1997 : « Inaugural speech »

Fraser 8 Inaugural

Le discours inaugural et l’accueil officiel parodient les fonctions rhétoriques des événements d’ouverture institutionnelle. Discours inaugural traite de la politique des expositions collectives internationales de l’art contemporain à l’ère de la mondialisation croissante. L’accueil officiel interroge la relation entre les artistes et les mécènes : à un moment donné, Fraser désapprouve complètement pour suggérer l’exhibitionnisme inhérent à la présentation de l’art. L’intelligence, la clarté et la force de tels spectacles ont fait en sorte que l’œuvre du Fraser demeure la pierre angulaire de l’art engagé dans les années 1990 et au-delà.

1998 : « Reporting from São Paulo, I’m from the United States »

Invitée à participer à la 24e Biennale de São Paulo, Andrea Fraser a proposé de produire des reportages sur l’exposition pour la télévision brésilienne. En collaboration avec une équipe de nouvelles de TV Cultura, elle a mené des entrevues et a livré des commentaires sur le lieu de tournage, modifiant le matériel en une série de cinq courtes émissions. En raison des élections présidentielles nationales, des inondations locales, d’une crise économique mondiale et d’autres événements coïncidant avec l’ouverture de la Biennale, les bandes n’ont jamais été diffusées. Ces événements offrent toutefois un contexte dramatique pour examiner le thème du «cannibalisme» de la 24e Biennale ainsi que la relation entre les expositions biennales internationales et la mondialisation économique.

1998/2001 : Soldadera (Scenes from Un Banquete en Tetlapayac)
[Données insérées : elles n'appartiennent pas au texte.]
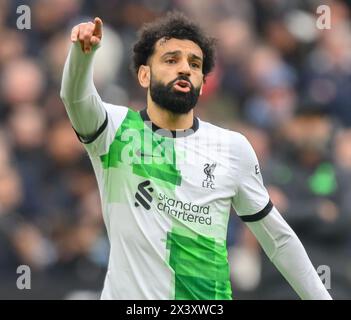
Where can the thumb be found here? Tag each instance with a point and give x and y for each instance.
(98, 27)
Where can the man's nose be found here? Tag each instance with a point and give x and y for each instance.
(184, 68)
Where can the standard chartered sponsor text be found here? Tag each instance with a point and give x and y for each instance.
(186, 211)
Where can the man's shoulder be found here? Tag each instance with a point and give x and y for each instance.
(221, 132)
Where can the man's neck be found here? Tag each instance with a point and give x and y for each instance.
(166, 119)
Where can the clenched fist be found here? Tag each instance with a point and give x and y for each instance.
(89, 34)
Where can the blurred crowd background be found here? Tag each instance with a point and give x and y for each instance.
(279, 80)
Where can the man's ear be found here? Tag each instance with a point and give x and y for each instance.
(202, 85)
(144, 76)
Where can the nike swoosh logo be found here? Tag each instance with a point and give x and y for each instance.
(141, 154)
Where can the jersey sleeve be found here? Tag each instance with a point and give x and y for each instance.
(98, 144)
(251, 200)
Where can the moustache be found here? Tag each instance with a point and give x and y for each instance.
(181, 78)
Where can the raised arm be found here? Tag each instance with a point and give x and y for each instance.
(78, 93)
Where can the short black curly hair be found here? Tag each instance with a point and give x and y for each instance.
(174, 25)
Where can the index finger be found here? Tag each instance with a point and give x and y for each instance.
(74, 33)
(98, 26)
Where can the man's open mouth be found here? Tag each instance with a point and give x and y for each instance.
(182, 85)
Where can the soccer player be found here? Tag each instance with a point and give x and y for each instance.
(167, 179)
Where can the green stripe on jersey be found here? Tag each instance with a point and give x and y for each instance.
(200, 265)
(133, 136)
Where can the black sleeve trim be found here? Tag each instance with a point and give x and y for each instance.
(87, 140)
(259, 215)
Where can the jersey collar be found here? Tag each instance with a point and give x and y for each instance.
(166, 132)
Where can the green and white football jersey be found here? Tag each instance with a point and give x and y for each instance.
(166, 198)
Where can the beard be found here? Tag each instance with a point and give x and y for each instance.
(167, 98)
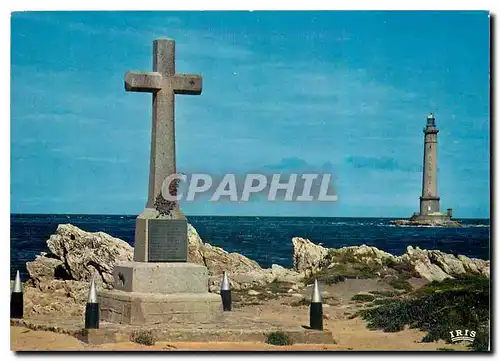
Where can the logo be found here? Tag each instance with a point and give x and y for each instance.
(465, 335)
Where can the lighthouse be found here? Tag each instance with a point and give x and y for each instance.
(429, 200)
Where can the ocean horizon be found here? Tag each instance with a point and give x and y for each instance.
(264, 239)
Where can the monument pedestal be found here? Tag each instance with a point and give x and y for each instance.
(160, 239)
(150, 293)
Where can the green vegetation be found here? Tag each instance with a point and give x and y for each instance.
(144, 337)
(279, 338)
(438, 308)
(363, 297)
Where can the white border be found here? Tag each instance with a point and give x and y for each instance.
(22, 5)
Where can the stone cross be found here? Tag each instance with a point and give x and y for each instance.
(164, 83)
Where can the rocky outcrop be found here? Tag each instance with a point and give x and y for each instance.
(78, 255)
(243, 272)
(75, 255)
(432, 265)
(307, 256)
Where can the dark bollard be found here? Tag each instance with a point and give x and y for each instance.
(225, 293)
(316, 309)
(92, 308)
(16, 298)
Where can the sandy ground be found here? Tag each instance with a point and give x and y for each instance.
(350, 334)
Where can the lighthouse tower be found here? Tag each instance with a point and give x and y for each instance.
(429, 201)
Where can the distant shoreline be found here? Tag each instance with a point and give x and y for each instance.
(218, 216)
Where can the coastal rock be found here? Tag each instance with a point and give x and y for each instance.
(217, 260)
(67, 298)
(87, 254)
(75, 254)
(45, 268)
(475, 265)
(307, 256)
(432, 265)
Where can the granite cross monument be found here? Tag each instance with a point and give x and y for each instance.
(159, 238)
(160, 286)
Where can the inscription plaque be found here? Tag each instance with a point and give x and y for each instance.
(167, 240)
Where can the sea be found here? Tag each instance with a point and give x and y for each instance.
(267, 240)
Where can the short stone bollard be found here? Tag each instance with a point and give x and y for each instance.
(92, 308)
(225, 293)
(16, 298)
(316, 309)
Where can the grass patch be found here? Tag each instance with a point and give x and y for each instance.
(279, 338)
(144, 337)
(381, 301)
(437, 308)
(340, 272)
(363, 297)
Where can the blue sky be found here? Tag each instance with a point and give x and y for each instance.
(347, 92)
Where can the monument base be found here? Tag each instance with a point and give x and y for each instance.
(135, 308)
(150, 293)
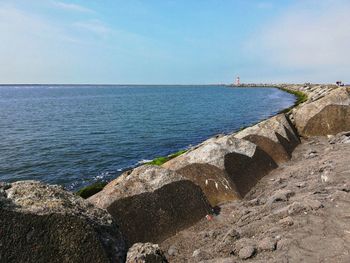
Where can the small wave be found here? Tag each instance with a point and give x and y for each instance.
(144, 161)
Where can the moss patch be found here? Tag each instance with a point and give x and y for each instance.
(92, 189)
(163, 159)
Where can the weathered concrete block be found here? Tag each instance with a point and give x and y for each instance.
(328, 115)
(275, 136)
(42, 223)
(240, 162)
(152, 203)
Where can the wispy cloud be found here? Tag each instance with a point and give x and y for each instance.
(95, 26)
(312, 39)
(264, 5)
(72, 7)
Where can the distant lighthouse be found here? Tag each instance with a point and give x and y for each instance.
(238, 81)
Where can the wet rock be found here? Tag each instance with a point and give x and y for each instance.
(328, 115)
(152, 203)
(246, 252)
(267, 244)
(48, 224)
(145, 253)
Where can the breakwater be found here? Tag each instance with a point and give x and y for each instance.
(151, 203)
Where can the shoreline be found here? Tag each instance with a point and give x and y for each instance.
(246, 195)
(98, 185)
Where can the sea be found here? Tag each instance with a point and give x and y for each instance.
(74, 135)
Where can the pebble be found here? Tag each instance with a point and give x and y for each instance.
(172, 251)
(296, 208)
(267, 244)
(287, 221)
(281, 195)
(196, 253)
(246, 252)
(231, 235)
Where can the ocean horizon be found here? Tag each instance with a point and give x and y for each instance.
(74, 135)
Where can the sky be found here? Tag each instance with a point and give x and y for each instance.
(174, 41)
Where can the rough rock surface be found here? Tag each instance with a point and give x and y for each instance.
(152, 203)
(145, 253)
(42, 223)
(236, 164)
(297, 213)
(328, 115)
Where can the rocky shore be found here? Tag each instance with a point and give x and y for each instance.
(274, 192)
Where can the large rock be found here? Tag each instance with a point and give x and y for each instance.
(42, 223)
(276, 136)
(328, 115)
(152, 203)
(226, 168)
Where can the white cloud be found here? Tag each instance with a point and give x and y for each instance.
(310, 38)
(94, 26)
(72, 7)
(264, 5)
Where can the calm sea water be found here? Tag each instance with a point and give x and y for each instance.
(74, 135)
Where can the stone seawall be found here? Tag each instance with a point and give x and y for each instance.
(152, 203)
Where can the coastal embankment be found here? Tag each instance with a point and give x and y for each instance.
(274, 192)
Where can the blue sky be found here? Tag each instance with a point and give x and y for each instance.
(174, 41)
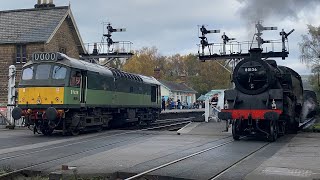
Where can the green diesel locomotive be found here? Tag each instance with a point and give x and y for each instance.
(57, 92)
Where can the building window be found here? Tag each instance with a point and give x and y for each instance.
(21, 53)
(63, 50)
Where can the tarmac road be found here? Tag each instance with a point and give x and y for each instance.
(132, 152)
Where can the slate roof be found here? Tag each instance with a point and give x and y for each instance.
(30, 25)
(173, 86)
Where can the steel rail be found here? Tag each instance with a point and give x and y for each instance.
(239, 161)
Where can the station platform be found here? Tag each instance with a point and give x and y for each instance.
(210, 128)
(298, 159)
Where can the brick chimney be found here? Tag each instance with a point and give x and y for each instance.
(44, 4)
(183, 78)
(156, 71)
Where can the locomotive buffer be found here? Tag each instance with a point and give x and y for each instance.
(210, 53)
(108, 49)
(267, 98)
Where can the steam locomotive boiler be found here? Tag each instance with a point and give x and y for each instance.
(267, 98)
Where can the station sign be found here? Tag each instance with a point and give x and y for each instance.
(44, 57)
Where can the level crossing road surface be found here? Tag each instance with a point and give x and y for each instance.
(129, 152)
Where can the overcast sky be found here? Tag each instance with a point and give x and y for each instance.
(171, 25)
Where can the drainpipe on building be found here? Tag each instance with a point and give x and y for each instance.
(11, 95)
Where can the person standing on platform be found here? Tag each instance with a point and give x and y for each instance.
(163, 104)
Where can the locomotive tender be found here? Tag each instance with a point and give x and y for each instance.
(57, 92)
(267, 98)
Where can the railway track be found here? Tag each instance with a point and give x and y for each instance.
(156, 126)
(215, 176)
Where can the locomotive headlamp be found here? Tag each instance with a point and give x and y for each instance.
(226, 105)
(273, 105)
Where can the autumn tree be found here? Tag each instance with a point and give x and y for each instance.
(143, 62)
(201, 76)
(310, 53)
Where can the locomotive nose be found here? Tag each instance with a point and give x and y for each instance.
(16, 113)
(51, 113)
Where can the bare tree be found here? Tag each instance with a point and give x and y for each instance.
(310, 48)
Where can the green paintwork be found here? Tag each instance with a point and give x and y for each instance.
(108, 98)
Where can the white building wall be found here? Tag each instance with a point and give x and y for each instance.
(165, 92)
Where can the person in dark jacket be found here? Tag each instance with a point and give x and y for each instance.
(163, 104)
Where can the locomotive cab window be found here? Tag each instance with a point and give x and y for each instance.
(27, 73)
(153, 93)
(75, 79)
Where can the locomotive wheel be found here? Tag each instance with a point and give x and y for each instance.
(235, 134)
(47, 131)
(273, 131)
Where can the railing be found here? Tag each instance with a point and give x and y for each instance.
(116, 47)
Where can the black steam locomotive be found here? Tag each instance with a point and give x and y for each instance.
(267, 98)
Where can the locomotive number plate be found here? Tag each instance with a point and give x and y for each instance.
(40, 57)
(250, 69)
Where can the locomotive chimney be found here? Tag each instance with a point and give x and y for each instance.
(255, 53)
(156, 71)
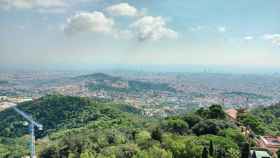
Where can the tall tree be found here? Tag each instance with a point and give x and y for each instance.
(157, 134)
(205, 153)
(254, 154)
(211, 148)
(245, 151)
(278, 153)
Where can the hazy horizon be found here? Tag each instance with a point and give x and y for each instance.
(93, 32)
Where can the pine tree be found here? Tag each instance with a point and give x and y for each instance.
(245, 152)
(278, 153)
(205, 153)
(157, 134)
(211, 148)
(254, 154)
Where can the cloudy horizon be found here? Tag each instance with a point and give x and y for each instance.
(65, 32)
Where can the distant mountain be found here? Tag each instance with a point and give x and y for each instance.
(3, 82)
(112, 83)
(97, 76)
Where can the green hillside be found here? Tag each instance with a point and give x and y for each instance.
(263, 120)
(59, 112)
(83, 128)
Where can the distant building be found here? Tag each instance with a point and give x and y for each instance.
(271, 143)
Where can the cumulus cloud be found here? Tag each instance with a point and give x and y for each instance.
(28, 4)
(248, 38)
(273, 38)
(152, 28)
(122, 9)
(222, 29)
(89, 22)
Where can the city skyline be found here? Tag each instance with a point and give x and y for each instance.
(89, 32)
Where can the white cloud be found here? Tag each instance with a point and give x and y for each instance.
(273, 38)
(222, 29)
(89, 22)
(152, 28)
(197, 28)
(122, 9)
(248, 38)
(28, 4)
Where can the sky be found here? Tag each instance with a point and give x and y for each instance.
(161, 32)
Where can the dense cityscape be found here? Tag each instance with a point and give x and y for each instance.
(165, 94)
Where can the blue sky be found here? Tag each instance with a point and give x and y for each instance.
(196, 32)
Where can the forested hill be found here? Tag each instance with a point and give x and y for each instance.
(58, 112)
(84, 128)
(117, 84)
(263, 120)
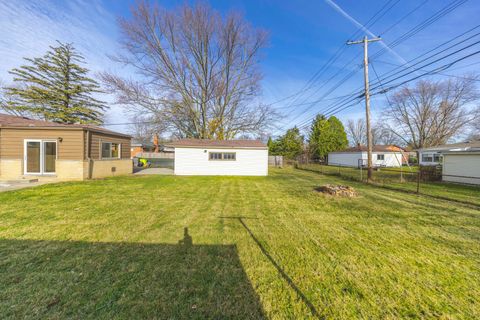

Soldadera (scènes d’un Banquet en Tetlapayac) est une installation réalisée avec des images tournées par Rafael Ortega pour le film réalisé par Olivier Debroise sur Eisenstein à l’Hacienda de Tetlapayac au Mexique. Soldadera juxtapose des scènes de Fraser apparaissant sous le nom de Frances Flynn Paine, une associée d’Abby Rockefeller travaillant au Mexique dans les années 1930, Fraser apparaissant comme un paysan révolutionnaire.

2001 : « Official Welcome »

L’artiste de performances Andrea Fraser interprète alternativement, dans Official Welcome, le rôle d’artiste et de présentatrice/amatrice d’art. De derrière la tribune, ces différents personnages souhaitent la bienvenue publiquement à un artiste (fictif) pour la remise d’un prix. A première vue, les discours ressemblent fortement aux allocutions traditionnelles lors de ce genre ‘d’événement’. A mesure que la performance progresse, il devient de plus en plus évident qu’il s’agit d’une parodie. Dans les monologues, tous les commentaires banals et les éloges standard typiques de ce genre de cérémonie sont prononcés. Les élocutions mais également le langage du corps et l’intonation deviennent de plus en plus grotesques. A la moitié de la représentation, Fraser se déshabille. Dans ses sous-vêtements Gucci et sur talons hauts, elle déclare : « Aujourd’hui, je ne suis pas une personne. Je suis un objet dans une œuvre d’art. » Dans cette tenue, elle continue de jouer alternativement le rôle d’une présentatrice pontifiante et de l’artiste qui reçoit le prix, jusqu’à se déshabiller entièrement. Nue, elle continue d’interpréter les deux rôles. La représentation a été reprise dans la maison des collectionneurs privés qui ont commandé cette œuvre. Le public était constitué en majeure partie d’autres collectionneurs. Dans ce contexte, la satyre est encore plus acérée. Dans cette performance riche en railleries mordantes, Andrea Fraser commente la relation symbiotique entre les artistes avant-gardistes pleins de bonnes intentions et les riches commanditaires/collectionneurs d’art.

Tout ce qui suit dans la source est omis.